Descoings recognises that this latest innovation will not be popular with everyone, but he reflects on the controversy that surrounded the Zep scheme six years ago. "Then it was controversial, now I cannot imagine us without it," he says. One popular misconception was that it was US-style affirmative action aimed at immigrants and ethnic minorities. But Descoings points out that ethnic monitoring, never mind affirmative action, is outlawed in France.
The Zep scheme has been successful. Veronique Bollhuis, the admissions director, says: "There is no stigma and no academic difference, some (Zep students) are average and some are among our very best. Where you see the difference is in the classroom: if you are discussing some matter of social policy, you have students whose lives have been directly affected. It adds an extra, important, dimension."

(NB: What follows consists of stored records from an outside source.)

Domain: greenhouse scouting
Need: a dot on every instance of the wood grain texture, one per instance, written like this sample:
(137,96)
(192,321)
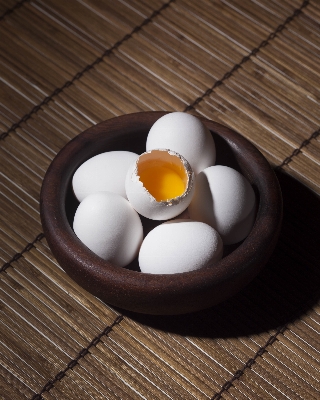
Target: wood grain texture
(65,66)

Drouin bears that out, glad to have fellow students from similar backgrounds but with friends across the full social spectrum. "Some people make assumptions about you," he says, "but most are open, and we learn from each other's different experiences and background."
Neither the Zep scheme nor the work placement will be jeopardised by the comprehensive victory of the Right in this year's elections. As Descoings explains: "We needed legislation to introduce the change in 2001, so I had to talk to politicians on the Left and the Right. I went to see Nicolas Sarkozy, and he immediately supported the idea". Another strong supporter was Xavier Darcos - and he is now Education Minister.